大したものである。
肝っ玉の小さい、そして情勢を見極められない、
無能で鈍感な男どもが、その権勢に恐れをなし、
「余人をもって代え難い」などと後々のおこぼれに、
預かりたいがために阿諛追従していたのに対し。
ここぞというタイミングで、勝負手を放った。
自身の力で権力を奪取する気概などさらさらなく、
ただただ既成の権力に阿ることによって出世階段を昇ろうとする、
無能で鈍感な男どもと、小池百合子は、まったく存在を異にする。
自らの手で権力を奪取する気概に満ち、その機会を、虎視眈々と、
狙っているのである。
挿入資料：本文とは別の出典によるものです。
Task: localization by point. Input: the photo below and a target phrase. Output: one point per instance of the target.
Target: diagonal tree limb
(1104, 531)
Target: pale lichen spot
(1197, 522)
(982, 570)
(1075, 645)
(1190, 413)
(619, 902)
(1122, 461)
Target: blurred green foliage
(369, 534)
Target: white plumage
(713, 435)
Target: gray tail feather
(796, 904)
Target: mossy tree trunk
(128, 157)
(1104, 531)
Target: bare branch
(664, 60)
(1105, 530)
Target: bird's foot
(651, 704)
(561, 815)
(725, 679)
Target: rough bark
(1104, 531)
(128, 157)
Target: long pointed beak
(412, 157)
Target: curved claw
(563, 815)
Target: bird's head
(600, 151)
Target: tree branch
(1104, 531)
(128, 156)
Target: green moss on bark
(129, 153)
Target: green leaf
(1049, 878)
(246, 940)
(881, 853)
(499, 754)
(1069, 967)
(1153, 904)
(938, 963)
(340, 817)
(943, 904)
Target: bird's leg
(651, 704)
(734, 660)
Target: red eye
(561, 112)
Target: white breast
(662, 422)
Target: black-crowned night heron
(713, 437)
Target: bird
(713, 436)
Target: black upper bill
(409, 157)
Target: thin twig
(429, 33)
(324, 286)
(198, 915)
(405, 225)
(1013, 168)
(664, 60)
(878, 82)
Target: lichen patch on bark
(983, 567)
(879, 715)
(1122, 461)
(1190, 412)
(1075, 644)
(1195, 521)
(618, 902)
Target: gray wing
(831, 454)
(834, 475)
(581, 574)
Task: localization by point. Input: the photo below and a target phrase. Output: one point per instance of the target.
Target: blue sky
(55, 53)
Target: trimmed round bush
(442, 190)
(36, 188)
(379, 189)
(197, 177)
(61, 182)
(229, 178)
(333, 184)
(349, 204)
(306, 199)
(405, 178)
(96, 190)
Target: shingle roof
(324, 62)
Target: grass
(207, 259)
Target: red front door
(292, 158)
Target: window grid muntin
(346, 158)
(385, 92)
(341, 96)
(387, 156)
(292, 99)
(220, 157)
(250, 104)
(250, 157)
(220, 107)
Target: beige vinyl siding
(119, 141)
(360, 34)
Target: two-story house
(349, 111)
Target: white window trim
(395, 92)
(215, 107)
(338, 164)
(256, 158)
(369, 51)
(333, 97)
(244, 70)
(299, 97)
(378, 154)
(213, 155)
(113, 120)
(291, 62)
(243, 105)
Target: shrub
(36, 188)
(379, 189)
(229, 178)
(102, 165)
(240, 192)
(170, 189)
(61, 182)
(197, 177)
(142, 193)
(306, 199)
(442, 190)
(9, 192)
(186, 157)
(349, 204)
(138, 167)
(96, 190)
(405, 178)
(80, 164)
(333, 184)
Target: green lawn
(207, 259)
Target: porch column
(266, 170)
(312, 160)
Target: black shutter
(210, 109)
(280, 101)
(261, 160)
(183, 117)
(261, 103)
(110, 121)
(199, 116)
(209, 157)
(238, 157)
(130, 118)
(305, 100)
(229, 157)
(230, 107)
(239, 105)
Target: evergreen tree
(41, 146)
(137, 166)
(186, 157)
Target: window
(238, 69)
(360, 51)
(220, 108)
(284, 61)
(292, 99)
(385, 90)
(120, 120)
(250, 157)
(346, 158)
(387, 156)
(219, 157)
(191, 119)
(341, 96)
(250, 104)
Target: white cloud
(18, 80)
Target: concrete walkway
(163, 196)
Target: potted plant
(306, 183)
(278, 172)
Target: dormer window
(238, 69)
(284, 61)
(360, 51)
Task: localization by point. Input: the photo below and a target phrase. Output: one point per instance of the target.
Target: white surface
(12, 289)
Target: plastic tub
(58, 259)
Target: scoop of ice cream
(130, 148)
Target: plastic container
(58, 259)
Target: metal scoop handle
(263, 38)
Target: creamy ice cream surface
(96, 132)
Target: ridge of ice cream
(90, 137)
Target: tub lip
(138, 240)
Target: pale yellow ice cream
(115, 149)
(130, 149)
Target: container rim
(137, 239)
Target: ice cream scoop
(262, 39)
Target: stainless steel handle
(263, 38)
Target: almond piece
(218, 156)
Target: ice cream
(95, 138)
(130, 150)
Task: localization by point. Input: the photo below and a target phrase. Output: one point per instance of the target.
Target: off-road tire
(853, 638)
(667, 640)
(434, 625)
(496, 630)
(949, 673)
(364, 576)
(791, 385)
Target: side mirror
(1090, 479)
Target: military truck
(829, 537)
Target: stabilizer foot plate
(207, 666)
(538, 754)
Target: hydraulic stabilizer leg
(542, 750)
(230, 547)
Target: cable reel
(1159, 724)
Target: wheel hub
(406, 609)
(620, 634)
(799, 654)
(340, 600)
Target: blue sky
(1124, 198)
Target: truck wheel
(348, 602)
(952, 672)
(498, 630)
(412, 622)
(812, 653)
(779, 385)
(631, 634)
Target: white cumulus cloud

返り血を浴びる覚悟は、とうに決めている。
小池百合子という女性を考えるとき、僕は、
スキャンダル小説として世に知れた、
三島由紀夫の問題作『宴のあと』のヒロイン、
福沢かづを、想起せずにはいられない。
世界的文豪は、作中のヒロインを、こう活写する。
ー何か天の恵みによって、男性的な果断と
女性的な盲ら滅法の情熱とを一身に兼ねそなえたこういう女は、
男よりももっと遠くまで行くことができるのだ。
ーあいつは今にえらいことをやるだろう。
日本を引っくりかえせといえば、それもやりかねない。
男なら風雲児と云われるところを、
女だからやり手と云われるくらいですんでしまう。
どうです、小池百合子、みたいでしょ。
日本の政治リーダーが、
日本語の読み書きも満足にできない、
安倍晋三や菅義偉しかいないのなら、
小池百合子のほうが、ずっとマシだ。
小池百合子は、自らの言葉で自らの政治思想を語れる、
政治家である。野党に政権奪取の能力がないのならば、
小池百合子総理で、いいじゃん。少なくとも今よりは。